What is a UUID?

A UUID (Universally Unique Identifier) is a 128-bit identifier standardized in RFC 4122. Version 4 UUIDs are randomly generated — the probability of a collision is astronomically low, making them safe to use as primary keys, idempotency tokens, file names, and correlation IDs without a central registry. Format: xxxxxxxx-xxxx-4xxx-yxxx-xxxxxxxxxxxx.

How to Use

  1. Set the count (1–10) using the input field.
  2. Click Generate to produce new UUIDs.
  3. Click the copy icon next to any UUID to copy it individually.
  4. Click Copy All to copy all generated UUIDs as a newline-separated list.

Common Use Cases

  • Database primary keys — Avoids sequential ID enumeration and works across distributed systems.
  • Idempotency tokens — Pass a UUID as a request ID to safely retry API calls.
  • Test fixtures — Seed test data with predictable-format but unique identifiers.
  • Temporary file names — Name uploads or temp files without collision risk.

FAQs

Are these UUIDs truly random?

Yes. They use crypto.randomUUID() (or crypto.getRandomValues() as a fallback), both backed by the OS CSPRNG — the same source used for TLS key generation.

What is the difference between UUID v4 and v7?

UUID v4 is purely random.
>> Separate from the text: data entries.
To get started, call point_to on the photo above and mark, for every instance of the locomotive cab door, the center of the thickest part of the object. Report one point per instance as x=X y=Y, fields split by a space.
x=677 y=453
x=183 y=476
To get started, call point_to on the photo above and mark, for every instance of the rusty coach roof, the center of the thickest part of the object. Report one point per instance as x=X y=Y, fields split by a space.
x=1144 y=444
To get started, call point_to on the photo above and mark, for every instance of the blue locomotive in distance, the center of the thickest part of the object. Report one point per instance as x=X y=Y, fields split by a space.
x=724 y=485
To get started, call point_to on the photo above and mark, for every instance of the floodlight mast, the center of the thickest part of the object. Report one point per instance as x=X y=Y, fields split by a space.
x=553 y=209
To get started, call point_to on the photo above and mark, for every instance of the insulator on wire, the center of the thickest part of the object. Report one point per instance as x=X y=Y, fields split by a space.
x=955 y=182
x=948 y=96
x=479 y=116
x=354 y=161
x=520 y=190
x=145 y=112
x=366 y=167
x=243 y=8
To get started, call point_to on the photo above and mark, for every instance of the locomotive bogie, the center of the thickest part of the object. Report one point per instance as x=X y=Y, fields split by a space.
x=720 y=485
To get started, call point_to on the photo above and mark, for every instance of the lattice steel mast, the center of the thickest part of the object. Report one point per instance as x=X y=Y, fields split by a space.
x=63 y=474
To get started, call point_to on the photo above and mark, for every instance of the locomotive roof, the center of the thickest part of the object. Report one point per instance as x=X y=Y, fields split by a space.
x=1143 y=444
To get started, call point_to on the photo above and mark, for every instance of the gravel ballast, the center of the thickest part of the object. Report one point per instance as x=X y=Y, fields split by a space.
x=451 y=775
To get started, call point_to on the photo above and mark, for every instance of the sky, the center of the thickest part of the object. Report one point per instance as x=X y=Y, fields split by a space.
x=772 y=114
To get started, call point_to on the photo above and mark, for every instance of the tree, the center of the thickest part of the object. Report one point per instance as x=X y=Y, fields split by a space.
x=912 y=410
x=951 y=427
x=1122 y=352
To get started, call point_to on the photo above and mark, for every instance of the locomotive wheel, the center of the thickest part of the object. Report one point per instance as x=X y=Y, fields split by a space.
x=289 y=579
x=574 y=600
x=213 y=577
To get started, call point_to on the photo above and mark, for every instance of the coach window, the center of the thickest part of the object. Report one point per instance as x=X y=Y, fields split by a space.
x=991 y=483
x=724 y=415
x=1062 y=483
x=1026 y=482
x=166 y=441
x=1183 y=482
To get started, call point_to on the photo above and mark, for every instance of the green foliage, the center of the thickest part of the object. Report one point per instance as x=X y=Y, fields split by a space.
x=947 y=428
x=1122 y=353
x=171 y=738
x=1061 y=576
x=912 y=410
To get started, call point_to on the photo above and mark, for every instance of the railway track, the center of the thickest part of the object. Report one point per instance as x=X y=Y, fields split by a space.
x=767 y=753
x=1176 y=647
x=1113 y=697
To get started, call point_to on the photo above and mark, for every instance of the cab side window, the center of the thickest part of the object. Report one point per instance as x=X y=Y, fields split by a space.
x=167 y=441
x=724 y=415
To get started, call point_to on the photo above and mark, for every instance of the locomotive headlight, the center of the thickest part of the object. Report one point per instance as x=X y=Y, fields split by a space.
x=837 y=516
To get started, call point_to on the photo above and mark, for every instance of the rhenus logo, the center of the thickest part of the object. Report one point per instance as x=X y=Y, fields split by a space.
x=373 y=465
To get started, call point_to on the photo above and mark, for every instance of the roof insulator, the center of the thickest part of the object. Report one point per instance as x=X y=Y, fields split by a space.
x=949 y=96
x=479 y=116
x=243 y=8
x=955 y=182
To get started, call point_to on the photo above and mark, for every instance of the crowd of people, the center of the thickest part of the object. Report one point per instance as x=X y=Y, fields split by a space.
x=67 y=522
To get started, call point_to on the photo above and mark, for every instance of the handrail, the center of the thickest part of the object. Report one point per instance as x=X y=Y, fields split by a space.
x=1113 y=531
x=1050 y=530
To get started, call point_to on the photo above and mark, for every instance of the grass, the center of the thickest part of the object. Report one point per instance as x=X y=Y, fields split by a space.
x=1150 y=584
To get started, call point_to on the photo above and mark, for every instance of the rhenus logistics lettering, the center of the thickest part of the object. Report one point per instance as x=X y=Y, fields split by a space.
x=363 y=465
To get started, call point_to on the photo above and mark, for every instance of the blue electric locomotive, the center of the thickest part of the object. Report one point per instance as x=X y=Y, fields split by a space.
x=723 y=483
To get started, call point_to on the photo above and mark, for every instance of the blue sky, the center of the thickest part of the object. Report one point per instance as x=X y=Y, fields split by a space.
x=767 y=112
UUID v7 (newer) embeds a millisecond timestamp in the high bits, making it sortable — useful for time-ordered database indexes. This tool generates v4.

Is it safe to use UUIDs as public-facing IDs?

Generally yes — they do not leak sequence or count information. However, they are not secrets; do not use a UUID alone to authorize access to a resource.